REPUBLIKA.CO.ID, JAKARTA -- Otoritas Jasa Keuangan (OJK) sedang menyusun Rancangan Peraturan OJK (RPOJK) Fintech Peer to Peer (P2P) Lending atau Layanan Pendanaan Bersama Berbasis Teknologi Informasi (LPBBTI) tentang batas atas pendanaan produktif.
"Saat ini OJK sedang menyusun RPOJK LPBBTI yang merupakan amanat dari Undang-Undang tentang Pengembangan dan Penguatan Sektor Keuangan," kata Kepala Eksekutif Pengawas Lembaga Pembiayaan, Perusahaan Modal Ventura, Lembaga Keuangan Mikro dan Lembaga Jasa Keuangan Lainnya (PVML) OJK Agusman, di Jakarta, Rabu (3/4/2024).

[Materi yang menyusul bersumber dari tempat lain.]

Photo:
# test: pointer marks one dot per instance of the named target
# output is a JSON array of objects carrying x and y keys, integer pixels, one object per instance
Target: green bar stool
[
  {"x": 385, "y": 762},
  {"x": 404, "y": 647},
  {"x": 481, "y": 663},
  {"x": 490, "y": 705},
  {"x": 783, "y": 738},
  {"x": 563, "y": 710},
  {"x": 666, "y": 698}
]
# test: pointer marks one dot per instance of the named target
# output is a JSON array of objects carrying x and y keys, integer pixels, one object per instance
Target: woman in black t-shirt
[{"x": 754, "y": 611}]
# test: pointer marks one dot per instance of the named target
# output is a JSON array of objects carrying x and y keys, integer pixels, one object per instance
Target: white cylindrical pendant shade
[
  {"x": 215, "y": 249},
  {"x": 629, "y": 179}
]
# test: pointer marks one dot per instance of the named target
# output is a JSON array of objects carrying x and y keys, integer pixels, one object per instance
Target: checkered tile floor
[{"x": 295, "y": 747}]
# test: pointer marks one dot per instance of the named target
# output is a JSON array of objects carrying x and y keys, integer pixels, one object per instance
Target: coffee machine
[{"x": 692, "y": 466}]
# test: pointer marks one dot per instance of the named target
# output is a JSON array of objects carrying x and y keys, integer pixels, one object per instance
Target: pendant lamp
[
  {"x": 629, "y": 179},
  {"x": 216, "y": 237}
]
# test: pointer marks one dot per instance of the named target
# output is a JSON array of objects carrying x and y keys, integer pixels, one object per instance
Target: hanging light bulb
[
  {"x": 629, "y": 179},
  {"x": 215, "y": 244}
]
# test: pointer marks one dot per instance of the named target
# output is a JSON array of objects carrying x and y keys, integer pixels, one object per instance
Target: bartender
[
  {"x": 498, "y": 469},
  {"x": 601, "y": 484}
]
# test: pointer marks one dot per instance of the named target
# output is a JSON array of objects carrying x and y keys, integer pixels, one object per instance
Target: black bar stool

Agusman menuturkan salah satu substansi pengaturan yang mengalami perubahan adalah batas atas pendanaan produktif yang saat ini dapat dilakukan sampai dengan Rp 2 miliar.
Kenaikan batas atas tersebut sedang dilakukan kajian, agar dimungkinkan untuk LPBBTI yang memiliki TWP90 maksimal 5 persen dalam kurun waktu enam bulan terakhir dan tidak sedang dalam pengenaan sanksi pembatasan kegiatan usaha dari OJK. TWP90 adalah ukuran tingkat wanprestasi atau kelalaian penyelesaian kewajiban yang tertera dalam perjanjian pendanaan di atas 90 hari sejak tanggal jatuh tempo.
Pada lain sisi, OJK masih mengkaji opsi pencabutan moratorium pemberian izin usaha penyelenggara LPBBTI khusus sektor produktif dan usaha mikro, kecil, dan menengah (UMKM), antara lain dengan mempertimbangkan sejumlah hal, yakni kepentingan publik, yaitu berupa kebutuhan masyarakat terhadap layanan LPBBTI.
Pertimbangan itu, juga termasuk potensi pertumbuhan penyelenggara LPBBTI existing, agar dapat tumbuh secara optimal, dan atau persaingan usaha yang sehat dan tidak melawan hukum.
Untuk fintech P2P lending, pertumbuhan outstanding pembiayaan pada Februari 2024 terus melanjutkan peningkatan menjadi 21,98 persen secara year on year (yoy), dengan nominal sebesar Rp61,10 triliun. Tingkat risiko kredit macet secara agregat (TWP90) dalam kondisi terjaga di posisi 2,95 persen.